Cork’s Central Council delegate Tracey Kennedy said that there was a concern among some delegates that option 2 would mean a move away from loss of wages being part of the injuries fund.
She said that the GAA had been asked about other options and the reply was these were the two available. “The onus is on us to take a position,” she said. “I don’t know what other way there is to convey anger but there’ll be a vote anyway.”
That view was endorsed by chairman Marc Sheehan, who said that he didn’t think there was an appetite at national level for the issue to be reconsidered. “We’ve done as much as we can to try to avoid a decision being taken on Friday,” he said. “It would be remiss not to have a position when other counties will.”
Donie O’Mahony (Kilbrin) described himself as “appalled” at how Croke Park were misreading what clubs were thinking, especially as those clubs had suffered during the pandemic and had a low capacity to recover. Players – club administrators of the future – were being neglected, he said.

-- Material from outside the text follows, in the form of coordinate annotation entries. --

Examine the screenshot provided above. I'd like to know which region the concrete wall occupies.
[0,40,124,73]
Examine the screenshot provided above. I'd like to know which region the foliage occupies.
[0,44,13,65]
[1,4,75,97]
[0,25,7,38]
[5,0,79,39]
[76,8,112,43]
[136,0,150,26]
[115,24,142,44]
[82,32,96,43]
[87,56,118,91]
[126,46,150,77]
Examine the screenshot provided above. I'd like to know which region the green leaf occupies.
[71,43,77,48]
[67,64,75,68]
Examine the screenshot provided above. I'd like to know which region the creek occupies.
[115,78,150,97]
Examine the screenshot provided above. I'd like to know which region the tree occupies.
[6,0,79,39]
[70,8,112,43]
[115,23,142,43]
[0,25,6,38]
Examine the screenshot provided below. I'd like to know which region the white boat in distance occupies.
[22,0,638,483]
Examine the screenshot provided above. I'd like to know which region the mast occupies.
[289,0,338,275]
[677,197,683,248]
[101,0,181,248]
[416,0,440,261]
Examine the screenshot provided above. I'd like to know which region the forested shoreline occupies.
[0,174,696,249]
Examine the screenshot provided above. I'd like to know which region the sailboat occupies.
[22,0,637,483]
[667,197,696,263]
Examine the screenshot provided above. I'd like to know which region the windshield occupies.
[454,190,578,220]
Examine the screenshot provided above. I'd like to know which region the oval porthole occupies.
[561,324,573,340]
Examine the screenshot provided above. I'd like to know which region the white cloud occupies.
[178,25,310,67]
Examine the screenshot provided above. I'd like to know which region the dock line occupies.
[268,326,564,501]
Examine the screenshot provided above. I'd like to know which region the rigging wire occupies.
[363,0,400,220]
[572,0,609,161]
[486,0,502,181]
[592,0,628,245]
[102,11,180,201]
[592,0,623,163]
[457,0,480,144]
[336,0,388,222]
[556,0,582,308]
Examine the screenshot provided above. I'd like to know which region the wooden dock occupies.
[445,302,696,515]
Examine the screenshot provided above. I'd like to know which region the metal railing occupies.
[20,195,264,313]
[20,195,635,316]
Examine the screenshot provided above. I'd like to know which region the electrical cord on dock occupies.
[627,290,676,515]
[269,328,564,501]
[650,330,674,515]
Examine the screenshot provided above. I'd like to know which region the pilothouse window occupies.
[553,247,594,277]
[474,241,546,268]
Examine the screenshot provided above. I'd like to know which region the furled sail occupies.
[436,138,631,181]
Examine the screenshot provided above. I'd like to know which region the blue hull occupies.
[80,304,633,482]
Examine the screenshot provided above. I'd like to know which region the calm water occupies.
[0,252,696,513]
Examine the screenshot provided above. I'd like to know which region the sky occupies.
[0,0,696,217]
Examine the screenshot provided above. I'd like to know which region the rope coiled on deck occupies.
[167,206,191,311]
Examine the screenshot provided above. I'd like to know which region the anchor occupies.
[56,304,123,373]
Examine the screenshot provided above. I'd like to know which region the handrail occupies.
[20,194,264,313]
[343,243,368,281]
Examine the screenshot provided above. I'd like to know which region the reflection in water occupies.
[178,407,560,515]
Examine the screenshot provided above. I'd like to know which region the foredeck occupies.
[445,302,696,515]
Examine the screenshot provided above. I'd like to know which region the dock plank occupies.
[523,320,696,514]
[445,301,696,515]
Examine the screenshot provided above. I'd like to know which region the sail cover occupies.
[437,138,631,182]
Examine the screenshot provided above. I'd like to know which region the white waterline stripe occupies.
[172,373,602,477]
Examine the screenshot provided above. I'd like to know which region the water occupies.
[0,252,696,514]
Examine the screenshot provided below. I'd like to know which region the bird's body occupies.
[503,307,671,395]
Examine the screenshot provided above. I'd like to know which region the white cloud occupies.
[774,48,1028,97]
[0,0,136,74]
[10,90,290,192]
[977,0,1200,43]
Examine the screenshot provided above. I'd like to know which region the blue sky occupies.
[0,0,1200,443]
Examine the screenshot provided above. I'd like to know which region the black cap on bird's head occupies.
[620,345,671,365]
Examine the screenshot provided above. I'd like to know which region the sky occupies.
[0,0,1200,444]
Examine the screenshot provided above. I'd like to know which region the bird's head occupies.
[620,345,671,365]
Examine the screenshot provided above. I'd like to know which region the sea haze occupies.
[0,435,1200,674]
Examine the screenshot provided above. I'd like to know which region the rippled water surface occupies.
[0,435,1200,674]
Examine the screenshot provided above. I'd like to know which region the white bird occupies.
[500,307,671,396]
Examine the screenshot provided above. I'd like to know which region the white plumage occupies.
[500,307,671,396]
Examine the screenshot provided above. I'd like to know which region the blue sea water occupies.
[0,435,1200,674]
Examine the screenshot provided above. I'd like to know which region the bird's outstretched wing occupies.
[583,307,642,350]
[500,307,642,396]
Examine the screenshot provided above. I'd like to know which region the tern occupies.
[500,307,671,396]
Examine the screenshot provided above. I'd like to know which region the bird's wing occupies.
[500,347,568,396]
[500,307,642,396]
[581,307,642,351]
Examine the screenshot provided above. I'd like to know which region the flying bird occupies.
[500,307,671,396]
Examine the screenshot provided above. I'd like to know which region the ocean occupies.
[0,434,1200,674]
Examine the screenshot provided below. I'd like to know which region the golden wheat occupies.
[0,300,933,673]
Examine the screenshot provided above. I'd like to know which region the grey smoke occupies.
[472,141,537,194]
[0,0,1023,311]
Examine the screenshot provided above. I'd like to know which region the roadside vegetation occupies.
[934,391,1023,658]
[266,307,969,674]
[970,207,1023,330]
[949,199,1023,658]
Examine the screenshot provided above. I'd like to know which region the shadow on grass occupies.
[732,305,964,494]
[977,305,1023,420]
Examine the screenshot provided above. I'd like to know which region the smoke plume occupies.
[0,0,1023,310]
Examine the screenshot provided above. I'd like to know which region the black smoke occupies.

Carrigtwohill’s Peter Horgan lamented what he called a PR disaster. “Croke Park could have told us the options in January but they waited until the very last week and we have to find some decision for our players.” Liam Ó Laochdha (Youghal) said that “Páirc an Chrócaigh showed that they have lost touch with the ordinary membership”.
Carbery divisional board vice-chairman Aidan O’Rourke felt that the GAA had sufficient finances to cover the shortfall for the rest of the year and he agreed with John O’Flynn’s suggestion that the policy start afresh for 2022.
It was agreed that secretary Kevin O’Donovan would contact Ger Mulryan seeking a response to John O’Flynn’s proposal prior to a vote being taken on Friday.